Literatur-Philosophie


Literatur-Philosophie
Christine Abbt und Christian Benne
im Gespräch mit Christian Jany und Klaus Müller-Wille

Montag, 28. November, 16:15 Uhr, Universität Zürich, Rämistrasse 71, KOL-G-204

Im letzten Herbst erschien die von Christine Abbt (Universität Graz) und Christian Benne (Universität Kopenhagen) verfasste Studie Mit Texten denken. Eine Literatur-Philosophie (Passagen-Verlag). Mit diesem Grundlagenwerk nehmen sich die Autor*innen nicht weniger vor, als eine »Antwort auf aktuelle Krisen des Denkens zu Handelns« zu geben, »denen sie die Komplexität literarischer und philosophischer Texte« entgegenzusetzen versuchen. Auch wenn beide bewusst auch an ältere Konzepte der Literatur-Philosophie anknüpfen, ist die Publikation des Buches mit einem deutlichen Plädoyer für die Dringlichkeit und Aktualität eines literarisch-philosophischen Denkens verknüpft.

Die Veranstaltung ist Teil der Ringvorlesung Kulturanalyse jetzt!.

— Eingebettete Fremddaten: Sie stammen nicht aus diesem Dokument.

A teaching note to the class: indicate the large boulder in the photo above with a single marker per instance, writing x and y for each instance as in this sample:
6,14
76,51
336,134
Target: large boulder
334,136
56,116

Eine Literatur-Philosophie.
Doktorierendenworkshop mit Christine Abbt und Christian Benne

Dienstag, 29. November, 9:00-10:30 Uhr, Universität Zürich, Rämistrasse 71, RAUM KOL-G-212

Im letzten Jahr erschien die von Christine Abbt und Christian Benne verfasste Studie Mit Texten denken. Eine Literatur-Philosopie. Das Buch, in dem die beiden Autor*innen für »eine gleichberechtigte Annäherung von Literatur und Philosophie, Literaturwissenschaft und philosophischer Analyse« plädieren, versteht sich als Antwort auf aktuelle Krisen des Denkens und Handelns, denen sie die Komplexität literarischer und philosophischer Texte entgegensetzt, die
weder auf Begriffe noch auf Aussagen zu reduzieren sind«. Diese Thesen dienen als spannender Anlass, um mit Christine Abbt und Christian Benne über ihren »Literatur-Philosophie«-Begriff zu diskutieren.

Die Textauszüge werden auf Anfrage zur Verfügung gestellt.

Der Workshop ist eine Kooperationsveranstaltung des Masterprogramms Kulturanalyse, des Zentrums Künste und Kulturtheorie (ZKK), der Schweizerischen Gesellschaft für Skandinavische Studien sowie der interuniversitären Doktoratskooperation »Allgemeine und Vergleichende Literaturwissenschaft«.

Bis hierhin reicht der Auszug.